To do that, it is imperative that we first become aware of the toxicities and exercise the rationale to differentiate between what is entertainment and what is actually hatred, but disguised as entertainment.

Moreover, it would be great if directors and content creators on the internet refrain from creating toxic humors in their movies and posts. They should have a sense of awareness as to how those humors could poison the minds of the people watching it. And therefore, the kind of serious consequences it could have in our society.

(Some creators keep creating toxic humors despite knowing its consequences. That’s secondary.)

Not only the creators, we as audience, contribute to the creation of such content too. Why in the world would someone create a content if he knows nobody would watch it? It’s because we seem to enjoy toxic humors that creators take it as an encouragement to continue creating.

If we become mindful of what we choose to watch, the demand for it falls, and ultimately, they wouldn’t create such content anymore.

The logic is as simple as that.

Just like how each one of us is held responsible for global warming and climate change, I believe, we all are responsible for war and terrorism in the world. How? Let me help you with its clarity.

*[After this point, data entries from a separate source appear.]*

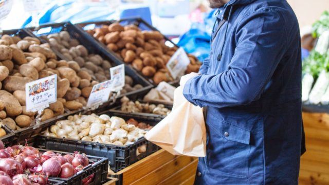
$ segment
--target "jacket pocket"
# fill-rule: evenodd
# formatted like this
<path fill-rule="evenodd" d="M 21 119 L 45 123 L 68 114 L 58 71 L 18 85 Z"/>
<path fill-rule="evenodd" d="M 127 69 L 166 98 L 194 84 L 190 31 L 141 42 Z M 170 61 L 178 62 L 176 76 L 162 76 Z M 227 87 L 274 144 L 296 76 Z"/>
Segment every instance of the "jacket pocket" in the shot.
<path fill-rule="evenodd" d="M 208 116 L 208 167 L 226 176 L 248 178 L 250 131 L 220 120 L 212 114 Z"/>

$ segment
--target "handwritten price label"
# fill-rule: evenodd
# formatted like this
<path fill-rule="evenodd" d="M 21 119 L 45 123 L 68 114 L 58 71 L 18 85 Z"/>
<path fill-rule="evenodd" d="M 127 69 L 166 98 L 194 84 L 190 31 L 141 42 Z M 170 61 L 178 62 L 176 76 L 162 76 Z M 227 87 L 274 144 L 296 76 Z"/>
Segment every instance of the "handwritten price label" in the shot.
<path fill-rule="evenodd" d="M 37 112 L 48 107 L 57 99 L 57 75 L 26 83 L 25 95 L 27 110 Z"/>
<path fill-rule="evenodd" d="M 87 107 L 94 107 L 107 101 L 113 84 L 113 81 L 111 80 L 94 85 L 88 99 Z"/>

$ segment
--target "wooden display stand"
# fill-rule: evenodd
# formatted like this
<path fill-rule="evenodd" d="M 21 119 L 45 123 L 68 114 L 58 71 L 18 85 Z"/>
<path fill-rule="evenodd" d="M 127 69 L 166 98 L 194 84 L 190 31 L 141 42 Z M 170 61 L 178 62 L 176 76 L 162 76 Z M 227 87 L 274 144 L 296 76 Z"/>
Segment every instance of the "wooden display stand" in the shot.
<path fill-rule="evenodd" d="M 329 115 L 303 113 L 306 152 L 301 159 L 300 184 L 329 184 Z"/>
<path fill-rule="evenodd" d="M 197 161 L 197 158 L 173 156 L 161 149 L 116 173 L 116 184 L 192 185 Z"/>

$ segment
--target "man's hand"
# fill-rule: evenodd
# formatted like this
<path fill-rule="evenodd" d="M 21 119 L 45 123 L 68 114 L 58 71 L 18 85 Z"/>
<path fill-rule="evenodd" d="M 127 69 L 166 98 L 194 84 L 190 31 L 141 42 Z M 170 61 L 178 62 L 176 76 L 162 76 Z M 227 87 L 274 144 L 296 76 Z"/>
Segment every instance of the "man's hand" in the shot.
<path fill-rule="evenodd" d="M 199 75 L 199 74 L 194 72 L 192 72 L 189 74 L 184 75 L 184 76 L 181 77 L 181 78 L 180 78 L 179 85 L 182 88 L 184 88 L 184 86 L 185 85 L 185 84 L 186 83 L 186 82 L 188 81 L 188 80 L 193 77 L 196 77 L 198 75 Z"/>

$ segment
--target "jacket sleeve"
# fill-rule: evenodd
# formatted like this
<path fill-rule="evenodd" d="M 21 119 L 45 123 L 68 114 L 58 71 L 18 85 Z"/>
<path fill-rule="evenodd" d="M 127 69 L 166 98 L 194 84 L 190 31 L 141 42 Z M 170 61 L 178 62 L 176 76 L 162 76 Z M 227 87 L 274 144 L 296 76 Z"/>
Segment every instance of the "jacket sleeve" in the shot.
<path fill-rule="evenodd" d="M 207 73 L 208 71 L 208 67 L 209 65 L 209 58 L 208 57 L 205 59 L 205 60 L 202 63 L 202 65 L 200 67 L 200 69 L 199 69 L 199 74 L 205 74 Z"/>
<path fill-rule="evenodd" d="M 259 99 L 286 49 L 283 18 L 265 8 L 242 18 L 233 31 L 236 47 L 228 70 L 189 80 L 185 98 L 196 106 L 217 108 Z"/>

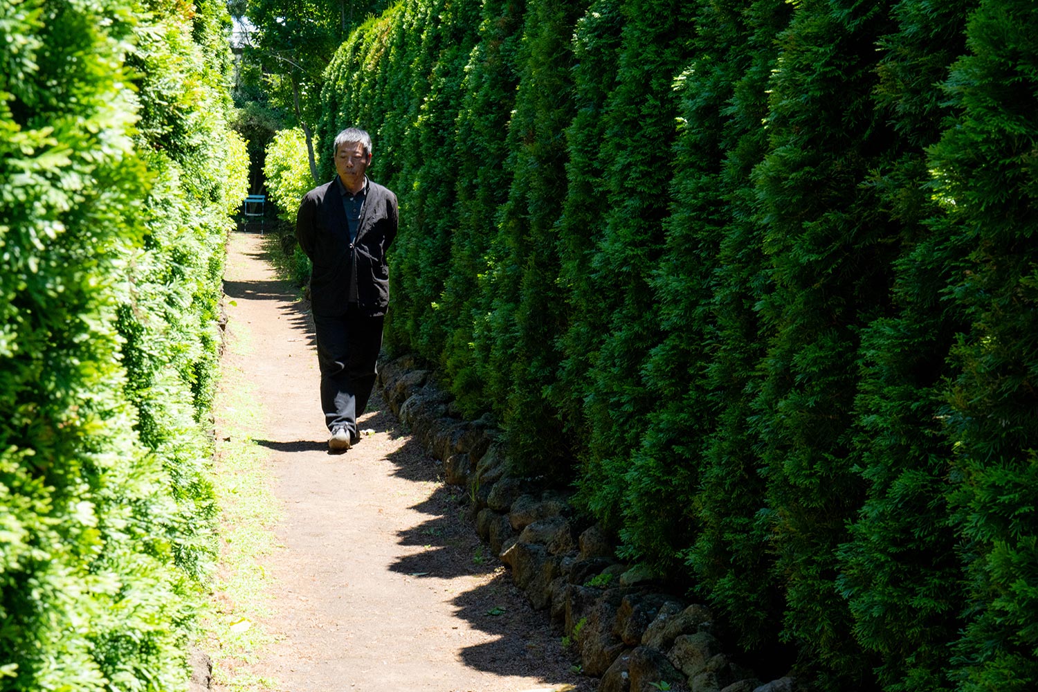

Hatred, like any other energy in the world, needs to be fed to grow bigger. When I mean hatred, I don’t directly mean the war threat between countries; we will get to that part later. Hatred can be anything as simple as abusing comments you post on the internet, toxic memes, or posting anything that hurts or abuses any particular person or community, and much more.

When you keep feeding the world with nibbles of hatred like these on a daily basis, over time it grows into this monstrous structure and manifests as natural calamities and artificial disasters. And, also in the form of conflicts like war and terrorism.

In simple words, you are feeding the negative energy and letting it overpower the goodness in the world.

(What a great job! We all should pat ourselves on the back.)

So, the next time when a child dies in a bomb blast in Syria, maybe you have played a part in it too—doesn’t matter if the part is small or big.

And, that’s how my friend, your behavior influences the world.

Don’t consume, exercise and entertain toxic humors.